Straddling the line between hallucination, magical realism, and the ordinary hormone-fueled weirdness of adolescence, the text is sympathetic and captivating.
Two tough, scrappy heroines, one young and the other old, combine to make Sueanne Pacheco’s Mrs. Langlois’ House a compelling read for older teens.
Seventeen-year-old Nix Baines is having a tougher time than most. Her father has been long out of the picture and she’s constantly at odds with her distracted, overworked mother. At school Nix feels unattractive, isolated, and decidedly friendless. To top everything off, severe pelvic cramps suggest she may have a benign ovarian cyst which, banking on her own bad luck, convinces Nix she’s more likely dying of cancer.
The house of a somewhat mysterious neighbor, Mrs. Langlois, seems like a haven, and Nix begins spending time there. But when Nix’s battle-weary mother sends Nix to live with Mrs. Langlois full-time, the haven begins to feel more like a boot camp.
In Nix and Mrs. Langlois, the book’s two main figures, the magic of character development is on full display. Nix’s anger coruscates on every page, giving the book an almost palpable tension and unpredictability. The text doesn’t specifically note that a good deal of Nix’s anger is mischanneled anxiety over her uncertain medical fate, but the sense of a clouded future looms over the entire story, lifting its emotional pitch from ordinary teen angst to existential dread.

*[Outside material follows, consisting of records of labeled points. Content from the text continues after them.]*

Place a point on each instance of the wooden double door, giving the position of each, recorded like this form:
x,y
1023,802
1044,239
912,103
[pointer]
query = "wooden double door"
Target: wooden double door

At Mrs. Langlois’s house, Nix soon discovers that her fear, anger, and sassy-rude attitude are no protection at all. Mrs. Langlois, a native of Trinidad, is a long-term survivor who’s preserved both her dignity and authority despite advanced age, a missing front tooth, severe arthritis, and frequent bouts of incontinence. She knows just what Nix needs, and it isn’t sympathy. If Nix wants to stay, she has to pitch in, cleaning, cooking, following Mrs. Langlois’s rules, and helping out when asked.
The slow evolution of the relationship between Nix and her prickly landlady frames the gradual evolution of Nix herself, who discovers she’s not as freakishly isolated as she thinks. Without realizing it, Nix gradually drops her guarded stance and allow bridges to form between herself and others.
The writing is sophisticated and often deliberately ambiguous, shifting scenes abruptly and using language that leaves doubt as to where reality ends and Nix’s emotional projections begin. Straddling the line between hallucination, magical realism, and the ordinary hormone-fueled weirdness of adolescence expands sympathy for angry, confused Nix and keeps the plot sailing along. Dialogue is gritty, realistic, and doesn’t edit out four-letter words.
Like life itself, the book doesn’t end with everything tied in a neat bow. There are more than a few loose ends left flying, and Nix still has challenges ahead of her. In this, the end is a good fit for the story and satisfying to those who’ve come to know and appreciate both Nix and Mrs. Langlois.
With emotional depth, polished writing, and two memorable main characters, Mrs. Langlois’ House by Sueanne Pacheco reaches beyond standard YA fare—and delivers.